Her breath echoed too loud in her ears as she took another step, then another. The boards creaked faintly under her, brittle with age. She flinched at the sound, though there was no one here to hear it. At least—she thought there was no one.
Her fingers brushed something else. Not wall this time, but wood set differently: vertical, solid, unbroken. A door. Finally.
She paused, pressing her forehead lightly against it, the surface cool against her heated skin. Beyond this barrier lay… what? Light, perhaps. Or more dark. Answers—or worse, more questions.
Her hand hovered over the wood, uncertain. She let her palm rest there, tracing its grain, the small imperfections worn by time. Her nails scraped lightly across the surface. The sound was almost lost beneath the storm.
She found the handle by accident, her fingers closing around cold metal. The sensation startled her, sharp and real, grounding her in the moment. She tightened her grip.
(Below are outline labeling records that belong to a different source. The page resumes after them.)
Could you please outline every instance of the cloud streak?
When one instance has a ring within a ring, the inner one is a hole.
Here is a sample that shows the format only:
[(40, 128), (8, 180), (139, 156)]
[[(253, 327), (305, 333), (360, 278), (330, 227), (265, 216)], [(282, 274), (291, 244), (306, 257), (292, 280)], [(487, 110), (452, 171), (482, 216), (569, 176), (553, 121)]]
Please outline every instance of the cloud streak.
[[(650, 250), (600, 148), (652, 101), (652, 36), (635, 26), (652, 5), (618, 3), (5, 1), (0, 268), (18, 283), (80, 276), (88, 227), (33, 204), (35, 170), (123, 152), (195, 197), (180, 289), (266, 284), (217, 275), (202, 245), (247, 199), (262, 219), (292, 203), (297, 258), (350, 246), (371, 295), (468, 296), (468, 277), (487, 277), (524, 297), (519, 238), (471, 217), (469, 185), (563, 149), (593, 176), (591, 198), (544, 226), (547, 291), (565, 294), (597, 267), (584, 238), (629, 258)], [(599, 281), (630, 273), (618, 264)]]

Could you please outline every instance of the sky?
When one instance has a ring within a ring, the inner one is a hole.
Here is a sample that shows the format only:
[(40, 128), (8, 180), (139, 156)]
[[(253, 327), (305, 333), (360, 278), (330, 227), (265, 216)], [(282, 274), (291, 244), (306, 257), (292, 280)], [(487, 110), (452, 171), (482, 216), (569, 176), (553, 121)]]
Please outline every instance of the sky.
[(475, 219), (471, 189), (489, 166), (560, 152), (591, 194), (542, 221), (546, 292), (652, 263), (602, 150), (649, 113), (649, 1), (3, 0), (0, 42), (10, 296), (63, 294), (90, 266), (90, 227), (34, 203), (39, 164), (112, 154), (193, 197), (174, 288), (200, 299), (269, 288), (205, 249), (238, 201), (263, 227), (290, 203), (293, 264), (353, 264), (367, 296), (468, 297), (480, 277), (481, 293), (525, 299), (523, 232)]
For a breath she hesitated, heart thudding, her body taut with the weight of possibility. She almost turned back, almost sank down to the floor to surrender again to the dark. But the thought of the bed—its narrowness, its silence—was unbearable.
She twisted the handle.
The latch gave way with a reluctant click. The door creaked as it opened, the sound brittle and long, carrying into the unknown.
She stepped forward, into whatever waited beyond.
The door swung wider, and her eyes adjusted to a vast, dimly lit room. Shadows stretched across wooden beams, broken only by the orange glow of a small fireplace. In front of it, on a low couch, a man sat waiting—silent, unmoving—his gaze fixed directly on her.